RFC 1331: A canonical formal grammar

lang (syntax)

Summary

Grammar of the Rust language should not be rustc implementation-defined. We have a formal grammar at src/grammar which is to be used as the canonical and formal representation of the Rust language.

Motivation

In many RFCs proposing syntactic changes (#1228, #1219 and #1192 being some of more recently merged RFCs) the changes are described rather informally and are hard to both implement and discuss which also leads to discussions containing a lot of guess-work.

Making src/grammar to be the canonical grammar and demanding for description of syntactic changes to be presented in terms of changes to the formal grammar should greatly simplify both the discussion and implementation of the RFCs. Using a formal grammar also allows us to discover and rule out existence of various issues with the grammar changes (e.g. grammar ambiguities) during design phase rather than implementation phase or, even worse, after the stabilisation.

Detailed design

Sadly, the grammar in question is not quite equivalent to the implementation in rustc yet. We cannot possibly hope to catch all the quirks in the rustc parser implementation, therefore something else needs to be done.

This RFC proposes following approach to making src/grammar the canonical Rust language grammar:

  1. Fix the already known discrepancies between implementation and src/grammar;
  2. Make src/grammar a semi-canonical grammar;
  3. After a period of time transition src/grammar to a fully-canonical grammar.

Semi-canonical grammar

Once all known discrepancies between the src/grammar and rustc parser implementation are resolved, src/grammar enters the state of being semi-canonical grammar of the Rust language.

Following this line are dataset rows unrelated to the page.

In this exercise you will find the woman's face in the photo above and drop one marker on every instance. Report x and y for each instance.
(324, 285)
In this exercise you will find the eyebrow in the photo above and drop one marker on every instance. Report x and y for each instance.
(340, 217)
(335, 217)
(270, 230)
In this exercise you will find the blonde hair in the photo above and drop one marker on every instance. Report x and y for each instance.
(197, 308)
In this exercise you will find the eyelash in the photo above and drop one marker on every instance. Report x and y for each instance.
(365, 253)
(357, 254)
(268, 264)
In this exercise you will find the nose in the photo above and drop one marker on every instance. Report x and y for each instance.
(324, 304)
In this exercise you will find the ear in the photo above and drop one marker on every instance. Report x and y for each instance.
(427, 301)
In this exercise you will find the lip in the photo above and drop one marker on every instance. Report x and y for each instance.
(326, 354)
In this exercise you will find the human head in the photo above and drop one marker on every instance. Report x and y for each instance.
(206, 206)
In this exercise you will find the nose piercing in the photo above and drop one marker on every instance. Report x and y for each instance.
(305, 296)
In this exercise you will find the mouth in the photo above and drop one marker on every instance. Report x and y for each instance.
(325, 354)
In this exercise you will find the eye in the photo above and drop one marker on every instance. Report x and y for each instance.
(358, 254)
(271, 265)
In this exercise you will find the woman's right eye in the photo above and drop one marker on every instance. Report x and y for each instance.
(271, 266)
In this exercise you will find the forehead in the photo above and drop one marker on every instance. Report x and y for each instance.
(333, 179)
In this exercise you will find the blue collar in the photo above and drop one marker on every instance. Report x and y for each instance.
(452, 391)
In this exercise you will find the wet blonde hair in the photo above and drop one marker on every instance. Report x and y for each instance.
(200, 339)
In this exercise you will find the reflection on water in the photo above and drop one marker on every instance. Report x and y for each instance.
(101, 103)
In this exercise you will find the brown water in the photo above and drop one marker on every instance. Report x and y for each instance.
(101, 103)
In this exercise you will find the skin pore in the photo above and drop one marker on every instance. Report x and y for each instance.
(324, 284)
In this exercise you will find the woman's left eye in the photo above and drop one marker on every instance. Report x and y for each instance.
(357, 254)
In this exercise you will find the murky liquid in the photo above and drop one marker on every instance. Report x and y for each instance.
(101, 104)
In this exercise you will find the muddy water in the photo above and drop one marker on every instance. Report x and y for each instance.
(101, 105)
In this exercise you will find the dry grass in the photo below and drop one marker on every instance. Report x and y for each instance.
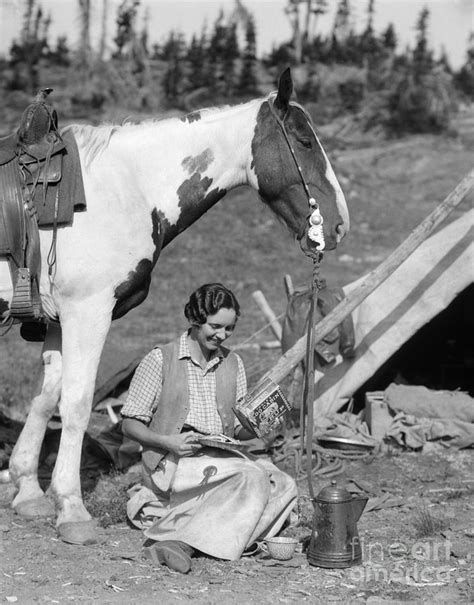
(426, 524)
(108, 502)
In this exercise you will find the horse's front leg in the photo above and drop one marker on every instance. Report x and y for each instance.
(85, 328)
(30, 500)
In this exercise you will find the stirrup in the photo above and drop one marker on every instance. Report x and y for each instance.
(26, 303)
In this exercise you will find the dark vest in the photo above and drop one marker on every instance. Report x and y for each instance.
(173, 405)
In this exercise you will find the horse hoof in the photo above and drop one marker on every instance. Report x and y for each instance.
(37, 507)
(80, 532)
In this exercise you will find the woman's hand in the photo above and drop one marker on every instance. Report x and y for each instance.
(182, 444)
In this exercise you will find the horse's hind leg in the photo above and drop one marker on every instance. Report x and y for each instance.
(30, 501)
(85, 326)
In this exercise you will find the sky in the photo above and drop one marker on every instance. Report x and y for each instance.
(450, 24)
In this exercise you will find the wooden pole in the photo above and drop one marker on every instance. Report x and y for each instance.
(268, 313)
(294, 355)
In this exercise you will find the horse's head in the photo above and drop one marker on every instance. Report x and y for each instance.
(294, 176)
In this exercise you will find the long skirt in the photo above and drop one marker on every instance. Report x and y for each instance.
(217, 502)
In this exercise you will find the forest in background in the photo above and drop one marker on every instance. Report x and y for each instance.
(361, 76)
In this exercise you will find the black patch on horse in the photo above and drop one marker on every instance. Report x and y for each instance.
(134, 290)
(198, 163)
(193, 116)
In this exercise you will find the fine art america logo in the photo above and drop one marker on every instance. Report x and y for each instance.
(421, 563)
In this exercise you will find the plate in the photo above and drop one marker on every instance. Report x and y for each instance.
(218, 442)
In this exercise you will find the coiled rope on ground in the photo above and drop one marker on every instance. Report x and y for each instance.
(326, 463)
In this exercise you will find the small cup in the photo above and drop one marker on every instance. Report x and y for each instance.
(280, 548)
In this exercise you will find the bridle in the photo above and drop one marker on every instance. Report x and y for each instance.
(315, 231)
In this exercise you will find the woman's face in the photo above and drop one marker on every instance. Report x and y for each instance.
(217, 328)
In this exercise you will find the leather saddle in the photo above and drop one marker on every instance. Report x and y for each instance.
(30, 160)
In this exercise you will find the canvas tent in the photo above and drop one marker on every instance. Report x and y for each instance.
(423, 286)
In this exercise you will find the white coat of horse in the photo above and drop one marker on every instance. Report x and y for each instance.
(144, 184)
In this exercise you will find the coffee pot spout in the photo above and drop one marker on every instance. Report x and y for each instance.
(358, 505)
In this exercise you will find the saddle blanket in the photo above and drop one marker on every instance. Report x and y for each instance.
(69, 189)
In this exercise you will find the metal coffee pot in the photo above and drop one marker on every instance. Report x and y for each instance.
(334, 540)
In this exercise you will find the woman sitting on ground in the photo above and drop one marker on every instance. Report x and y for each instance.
(196, 498)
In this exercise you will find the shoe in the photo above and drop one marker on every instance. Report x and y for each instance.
(175, 555)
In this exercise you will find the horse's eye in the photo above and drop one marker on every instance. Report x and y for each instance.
(306, 143)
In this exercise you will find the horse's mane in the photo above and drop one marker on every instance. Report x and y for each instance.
(95, 139)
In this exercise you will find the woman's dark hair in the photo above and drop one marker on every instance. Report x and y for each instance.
(207, 300)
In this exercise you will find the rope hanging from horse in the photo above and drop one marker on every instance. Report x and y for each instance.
(316, 235)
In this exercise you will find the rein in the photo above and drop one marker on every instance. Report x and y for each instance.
(315, 234)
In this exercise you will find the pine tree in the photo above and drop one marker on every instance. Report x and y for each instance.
(248, 83)
(32, 47)
(230, 55)
(464, 79)
(422, 57)
(389, 38)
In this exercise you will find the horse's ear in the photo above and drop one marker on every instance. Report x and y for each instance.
(285, 90)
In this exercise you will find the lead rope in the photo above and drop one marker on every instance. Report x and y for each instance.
(308, 390)
(316, 235)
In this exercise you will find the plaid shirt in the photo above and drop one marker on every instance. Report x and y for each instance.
(145, 389)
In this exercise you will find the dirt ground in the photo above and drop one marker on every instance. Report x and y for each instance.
(417, 550)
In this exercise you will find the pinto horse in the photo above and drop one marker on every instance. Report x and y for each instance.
(144, 184)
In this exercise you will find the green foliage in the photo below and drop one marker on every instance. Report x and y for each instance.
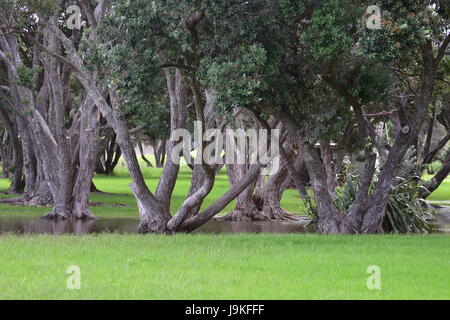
(330, 30)
(406, 212)
(26, 76)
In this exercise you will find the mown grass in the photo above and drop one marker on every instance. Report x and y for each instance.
(202, 266)
(240, 266)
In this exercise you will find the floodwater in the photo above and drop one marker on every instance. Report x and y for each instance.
(27, 225)
(80, 227)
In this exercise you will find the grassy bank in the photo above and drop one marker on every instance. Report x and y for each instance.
(117, 187)
(225, 267)
(120, 193)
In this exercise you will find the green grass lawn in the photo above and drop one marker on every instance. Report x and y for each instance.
(244, 266)
(201, 266)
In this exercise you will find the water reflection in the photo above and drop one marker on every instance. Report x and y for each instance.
(123, 225)
(41, 226)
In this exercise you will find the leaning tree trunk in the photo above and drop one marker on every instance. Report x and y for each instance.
(271, 195)
(89, 136)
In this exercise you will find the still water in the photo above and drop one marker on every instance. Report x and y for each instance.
(40, 226)
(27, 225)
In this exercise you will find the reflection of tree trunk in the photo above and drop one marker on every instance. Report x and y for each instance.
(436, 181)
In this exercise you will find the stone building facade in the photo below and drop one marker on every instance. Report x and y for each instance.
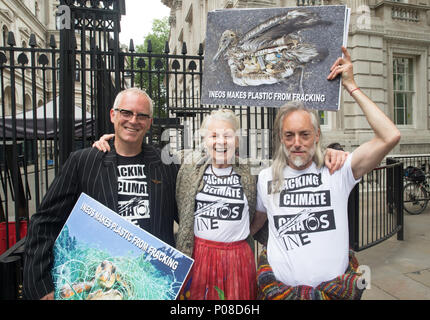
(389, 42)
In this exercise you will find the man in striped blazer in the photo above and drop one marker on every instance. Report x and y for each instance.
(130, 179)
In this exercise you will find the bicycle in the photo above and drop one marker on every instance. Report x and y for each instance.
(416, 192)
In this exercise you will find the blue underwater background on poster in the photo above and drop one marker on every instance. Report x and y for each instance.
(98, 255)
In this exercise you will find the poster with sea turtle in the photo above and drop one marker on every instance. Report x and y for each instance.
(267, 57)
(99, 255)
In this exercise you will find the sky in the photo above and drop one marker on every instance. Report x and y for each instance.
(137, 22)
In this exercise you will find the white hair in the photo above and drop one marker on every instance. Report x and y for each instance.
(221, 114)
(280, 159)
(136, 91)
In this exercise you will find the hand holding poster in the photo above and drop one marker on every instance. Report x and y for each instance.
(267, 57)
(99, 255)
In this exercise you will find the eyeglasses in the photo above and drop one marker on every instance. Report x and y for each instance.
(127, 115)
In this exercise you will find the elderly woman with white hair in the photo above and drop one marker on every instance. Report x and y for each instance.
(216, 196)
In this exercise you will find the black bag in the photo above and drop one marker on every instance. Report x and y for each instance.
(414, 174)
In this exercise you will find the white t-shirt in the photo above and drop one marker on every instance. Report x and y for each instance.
(221, 207)
(308, 223)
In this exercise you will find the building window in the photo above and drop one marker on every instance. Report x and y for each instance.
(403, 85)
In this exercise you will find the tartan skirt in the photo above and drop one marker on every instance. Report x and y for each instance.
(221, 271)
(348, 286)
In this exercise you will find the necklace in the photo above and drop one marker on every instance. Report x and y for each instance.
(227, 175)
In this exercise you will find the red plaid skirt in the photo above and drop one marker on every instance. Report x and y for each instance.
(221, 271)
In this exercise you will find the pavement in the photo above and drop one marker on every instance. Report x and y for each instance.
(400, 270)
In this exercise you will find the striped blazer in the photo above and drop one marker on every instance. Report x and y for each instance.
(93, 172)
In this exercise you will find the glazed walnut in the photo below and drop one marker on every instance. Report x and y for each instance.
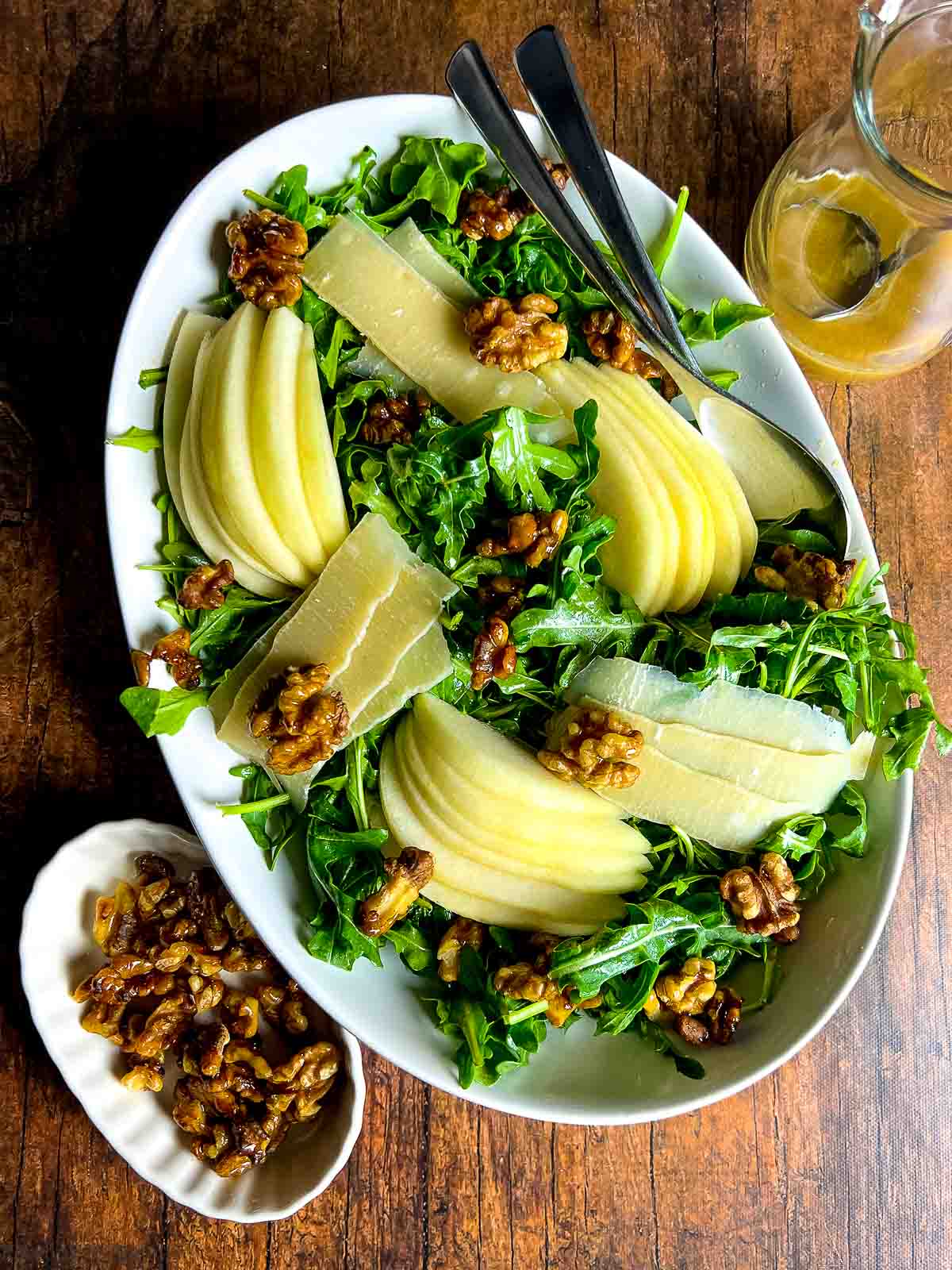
(615, 341)
(687, 991)
(535, 537)
(302, 723)
(503, 595)
(716, 1024)
(205, 587)
(493, 654)
(459, 935)
(406, 876)
(516, 338)
(175, 651)
(266, 258)
(765, 899)
(393, 421)
(594, 747)
(497, 215)
(524, 982)
(808, 575)
(167, 940)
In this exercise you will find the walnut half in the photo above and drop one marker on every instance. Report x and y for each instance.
(406, 876)
(594, 747)
(266, 258)
(302, 723)
(516, 338)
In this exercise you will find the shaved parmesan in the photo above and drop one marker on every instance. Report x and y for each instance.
(413, 324)
(723, 708)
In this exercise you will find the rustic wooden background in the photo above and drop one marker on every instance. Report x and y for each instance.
(109, 112)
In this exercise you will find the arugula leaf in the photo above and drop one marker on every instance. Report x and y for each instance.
(137, 438)
(435, 171)
(517, 463)
(163, 711)
(724, 317)
(653, 929)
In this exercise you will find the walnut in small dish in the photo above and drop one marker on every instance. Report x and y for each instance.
(266, 258)
(516, 338)
(234, 1100)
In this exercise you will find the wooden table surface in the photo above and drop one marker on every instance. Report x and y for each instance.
(109, 112)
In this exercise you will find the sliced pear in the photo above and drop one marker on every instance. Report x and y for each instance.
(555, 903)
(641, 556)
(207, 529)
(727, 502)
(672, 469)
(319, 468)
(498, 912)
(568, 857)
(501, 768)
(178, 393)
(334, 619)
(605, 837)
(273, 437)
(413, 323)
(704, 806)
(777, 774)
(723, 708)
(228, 451)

Semi-canonical means that all new development involving syntax changes are made and discussed in terms of changes to the src/grammar and src/grammar is in general regarded to as the canonical grammar except when new discrepancies are discovered. These discrepancies must be swiftly resolved, but resolution will depend on what kind of discrepancy it is:

  1. For syntax changes/additions introduced after src/grammar gained the semi-canonical state, the src/grammar is canonical;
  2. For syntax that was present before src/grammar gained the semi-canonical state, in most cases the implementation is canonical.

This process is sure to become ambiguous over time as syntax is increasingly adjusted (it is harder to “blame” syntax changes compared to syntax additions), therefore the resolution process of discrepancies will also depend more on a decision from the Rust team.

Fully-canonical grammar

After some time passes, src/grammar will transition to the state of fully canonical grammar. After src/grammar transitions into this state, for any discovered discrepancies the rustc parser implementation must be adjusted to match the src/grammar, unless decided otherwise by the RFC process.

RFC process changes for syntactic changes and additions

Once the src/grammar enters semi-canonical state, all RFCs must describe syntax additions and changes in terms of the formal src/grammar. Discussion about these changes are also expected (but not necessarily will) to become more formal and easier to follow.

Drawbacks

This RFC introduces a period of ambiguity during which neither implementation nor src/grammar are truly canonical representation of the Rust language. This will be less of an issue over time as discrepancies are resolved, but its an issue nevertheless.

Alternatives

One alternative would be to immediately make src/grammar a fully-canonical grammar of the Rust language at some arbitrary point in the future.

Another alternative is to simply forget idea of having a formal grammar be the canonical grammar of the Rust language.

Unresolved questions

How much time should pass between src/grammar becoming semi-canonical and fully-canonical?